On June 22, Prof. Zemin Zhang’s team from Biomedical Pioneering Innovation Center (BIOPIC), Beijing Advanced Innovation Centre for Genomics (ICG), and Peking-Tsinghua Centre for Life Sciences (CLS), Peking University, has published an article in Nature Communications on their new method for unsupervised feature selection and purity assessment of identified cell clusters, which is entitled “An entropy-based metric for assessing the purity of single cell populations”.

The recent advances in scRNA-seq have transformative potential to discover and annotate cell types, providing insights into organ composition, tumor microenvironment, cell lineage, and fundamental cell properties. However, the identification of cell clusters is often determined by manually checking specific signature genes, which are arbitrary and inherently imprecise. In addition, different methods and even parameters used for normalization, feature selection, batch correction, and clustering can also confound the final identified clusters, thus motivating the need to accurately assess the purity or quality of identified clusters.

The PhD students Baolin Liu and Chenwei Li from Zemin Zhang’s lab developed the ROGUE metric and effectively addressed this issue. They extended the previously developed E-test method [1] and used the differential entropy to capture the degree of disorder or randomness of gene expression. The differential entropy has a strong relationship with the mean expression level of genes, thus forming the basis for the expression entropy model (S-E model), which is capable of identifying variable genes with high sensitivity and precision, and shows superior performance than other competing methods (Fig. 1). Based on this model, they propose the Ratio of Global Unshifted Entropy (ROGUE) statistic to quantify the purity or homogeneity of a given single-cell population while accounting for other technical factors.

Through extensive simulations, the researchers demonstrate that ROGUE could accurately assess the purity of single cell populations and guide single-cell clustering regardless of uncontrollable cell-to-cell variation. When applying ROGUE to multiple challenging scRNA-seq datasets, the researches identify additional subtypes and demonstrate the application of ROGUE-guided analyses to detect precise signals in specific subpopulations (Fig. 1).

Figure 1: S-E model and the application of ROGUE

Software implementing the feature selection and purity assessment is available as an open-source R package ROGUE, which can be downloaded at https://github.com/PaulingLiu/ROGUE. Improving the purity and credibility of the ever-increasing number of cell types is a mounting challenge with explosive efforts toward single-cell sequencing, and ROGUE could become a potential standard for judging the quality of cell clusters.

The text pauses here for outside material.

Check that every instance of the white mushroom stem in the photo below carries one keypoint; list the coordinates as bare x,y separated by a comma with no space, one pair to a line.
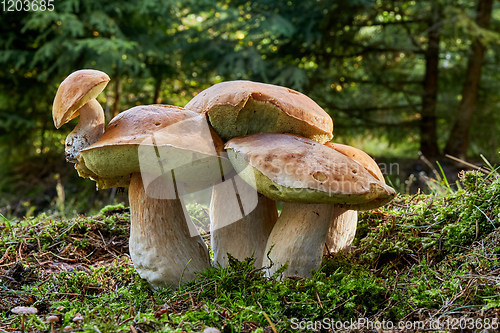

The PhD student Baolin Liu from BIOPIC/School of Life Sciences and the PhD student Chenwei Li from CLS are the co-first authors of this paper, and Professor Zemin Zhang from the BIOPIC/School of Life Sciences is the corresponding author. This project was funded by the National Natural Science Foundation of China, ICG and Analytical Biosciences Limited (Beijing).

References:

[1] Li, C. et al. SciBet as a portable and fast single cell type identifier. Nat. Commun. 11, 1818 (2020).